In all cases, such solutions should provide a pleasing experience for callers. One strategy is to closely link voiceprints with a very convenient mechanism for strong authentication on an “as-needed” basis. Other factors that may come into play are obvious signs that an individual is an imposter. For example, if a customer living in California, originates a call from Sudan or a caller named “Dan Miller” has a decidedly female voice.

When it comes to detecting imposters or assigning the “high-risk” tag to a particular caller or individual the “voice channel” alone does not provide all the answers. Most large businesses already have rule-based systems and business logic in place to support the goals of the Chief Security Officer.
These well-established and time-tested rules are the ones that should be applied to govern the level of risk associated with the individual on the other end of the phone or at a student or employee’s workstation.

Expect Accelerated Adoption
Bolstered by real world experience, regulatory guidelines and analysts’ recommendations, executives at financial services companies, healthcare providers and telecommunications service providers are forging ahead with plans to implement voice biometric technologies. Opus Research has identified approaches to user enrollment and subsequent authentication that overcome long-standing barriers to adoption by creating a pleasing and engaging user experience and leveraging existing security infrastructure to support the goal of fraud prevention.

To answer the question, “What has changed?” in regards to adoption of the technology in the past year: companies are finding that both employees and customers have grown comfortable using multiple mobile devices and making seamless transition from real-time conversations to ones that happen over a period of time via texting, chat, tweeting or other social network-based tools.
What’s more, they use smartphones, wireless PCs and laptops as “mobile assistants,” on which personal contact lists, applications and data coexist with sensitive information that is supposed to be under tight corporate control.

In the social, mobile environment, user authentication (as opposed to device-oriented access control) has become more important than ever before in order to prevent unauthorized access to corporate resources.

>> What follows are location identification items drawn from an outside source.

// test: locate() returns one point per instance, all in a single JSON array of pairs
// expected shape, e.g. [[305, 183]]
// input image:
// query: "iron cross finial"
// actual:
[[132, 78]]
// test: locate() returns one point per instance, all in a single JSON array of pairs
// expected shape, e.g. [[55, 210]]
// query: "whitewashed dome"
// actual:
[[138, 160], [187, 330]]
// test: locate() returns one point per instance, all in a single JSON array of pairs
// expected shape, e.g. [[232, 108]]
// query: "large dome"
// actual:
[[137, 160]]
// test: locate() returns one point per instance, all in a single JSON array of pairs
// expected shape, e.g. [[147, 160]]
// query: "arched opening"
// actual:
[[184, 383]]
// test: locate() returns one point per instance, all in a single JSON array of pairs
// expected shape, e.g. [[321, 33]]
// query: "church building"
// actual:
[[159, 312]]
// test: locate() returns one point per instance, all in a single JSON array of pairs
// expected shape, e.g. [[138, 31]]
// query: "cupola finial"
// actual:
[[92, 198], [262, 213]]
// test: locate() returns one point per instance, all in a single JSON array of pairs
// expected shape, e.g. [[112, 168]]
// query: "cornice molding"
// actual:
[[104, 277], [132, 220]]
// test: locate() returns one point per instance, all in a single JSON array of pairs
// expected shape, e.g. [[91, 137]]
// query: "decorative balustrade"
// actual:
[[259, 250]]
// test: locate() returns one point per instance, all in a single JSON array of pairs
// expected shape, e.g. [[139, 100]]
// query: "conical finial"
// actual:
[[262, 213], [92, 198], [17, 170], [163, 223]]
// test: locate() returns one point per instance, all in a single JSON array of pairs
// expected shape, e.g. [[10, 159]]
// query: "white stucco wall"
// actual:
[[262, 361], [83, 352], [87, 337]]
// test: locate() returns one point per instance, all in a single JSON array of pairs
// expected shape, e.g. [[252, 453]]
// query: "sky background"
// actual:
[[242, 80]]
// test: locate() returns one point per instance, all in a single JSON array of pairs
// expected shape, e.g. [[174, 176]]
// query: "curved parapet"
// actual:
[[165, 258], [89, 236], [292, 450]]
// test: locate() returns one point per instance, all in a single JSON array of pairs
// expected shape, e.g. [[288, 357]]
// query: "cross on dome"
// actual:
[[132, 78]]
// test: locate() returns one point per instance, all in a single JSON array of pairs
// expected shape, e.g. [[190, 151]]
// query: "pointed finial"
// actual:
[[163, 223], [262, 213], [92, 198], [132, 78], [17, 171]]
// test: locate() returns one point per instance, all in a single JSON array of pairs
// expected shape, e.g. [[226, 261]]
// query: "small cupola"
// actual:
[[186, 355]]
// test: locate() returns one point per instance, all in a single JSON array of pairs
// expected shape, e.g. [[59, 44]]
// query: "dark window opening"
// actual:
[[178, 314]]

Meanwhile, “user experience” aficionados are new to the security discussion, but have
rapidly come to a similar conclusion: banks, insurance companies, government agencies, telcos and retailers serve customers, not their phones or other devices. Over time, they will find that strong, rapid authentication will enable them to serve their best, longest-standing customers in the most
personal and efficient way. Because the devices are often phones, voice prints are perceived as the most natural and efficient authentication mechanism. In conjunction with “layers” of other factors, protocols and business rules, decision makers are making voice biometrics part of security solutions that provide high levels of confidence and foster stronger customer bonds over time.

To support secure, customer-centric e-commerce using voice biometrics, the time is now.